Beyond The Time News

Iranian Rial Rate in Pakistan Today

The Iranian Rial continues to trade at a notable premium in Pakistan’s informal currency markets, reflecting strong cross-border demand and limited access to official banking channels.

According to Beyond Time News, market data from Karachi, Quetta, and Lahore shows that 1 crore Iranian rials (10,000,000 IRR) is currently being exchanged between PKR 8,000 and PKR 10,000 in the open market.

Open Market vs Global Rate

In Pakistan’s informal market, the exchange rate is approximately:

  • 1 PKR ≈ 1,000 IRR
  • 10 PKR ≈ 10,000 IRR
  • 1,000 PKR ≈ 1,000,000 IRR

However, the international benchmark tells a very different story.
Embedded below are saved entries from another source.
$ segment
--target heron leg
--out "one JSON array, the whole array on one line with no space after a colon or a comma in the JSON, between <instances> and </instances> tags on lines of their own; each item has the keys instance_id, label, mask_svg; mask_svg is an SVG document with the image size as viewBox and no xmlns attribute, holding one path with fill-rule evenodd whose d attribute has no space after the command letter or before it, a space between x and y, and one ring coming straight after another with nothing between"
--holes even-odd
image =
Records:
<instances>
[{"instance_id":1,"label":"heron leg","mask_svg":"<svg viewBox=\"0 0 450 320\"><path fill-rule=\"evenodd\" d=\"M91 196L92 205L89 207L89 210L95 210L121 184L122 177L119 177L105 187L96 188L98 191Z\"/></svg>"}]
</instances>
The global mid-market rate stands closer to:

  • 1 PKR ≈ 4,721 IRR

This means the open-market rate in Pakistan is trading at nearly 4.7 times higher than the global reference level.

Why the Premium Exists

Several factors are driving this sharp difference in rates:

  • Strong demand for cross-border trade, especially along the Balochistan-Iran corridor
  • Limited access to formal banking channels for settlements
  • Dealer-driven liquidity and speculative trading activity

These conditions have created a parallel pricing system that operates independently of official exchange rates.

Weekly Trend Shows Strong Growth

The informal market has seen noticeable movement over the past week.

  • Previous range: PKR 6,500 – 8,500 per crore IRR
  • Current range: PKR 8,000 – 10,000 per crore IRR

This reflects an estimated 15% to 25% increase in trading activity and pricing.

Market Activity and Demand

Daily transaction volumes are estimated at $4–6 million equivalent, driven by:

  • Border trade settlements
  • Remittance flows
  • Short-term speculative positioning

These factors continue to support demand for physical rial transactions in Pakistan.

Read more:Iranian Rial Rate in Pakistan Today – April 29, 2026

Advisory for Traders

Market participants are advised to confirm real-time rates through licensed dealers or institutions like the State Bank of Pakistan and members of the Exchange Companies Association of Pakistan (ECAP).

Informal market rates can fluctuate frequently and may carry additional risks compared to official channels.

About IRR and PKR

The Iranian rial is the official currency of Iran and is managed by its central bank. It has faced long-term pressure due to sanctions, inflation, and economic challenges.

Meanwhile, the Pakistani Rupee has been Pakistan’s official currency since 1948, with its performance influenced by inflation, trade balance, and foreign exchange inflows.

Conclusion

Overall, the Iranian rial’s premium in Pakistan’s open market highlights the impact of informal trade and restricted financial channels. As demand remains strong, exchange rates are likely to stay volatile in the near term.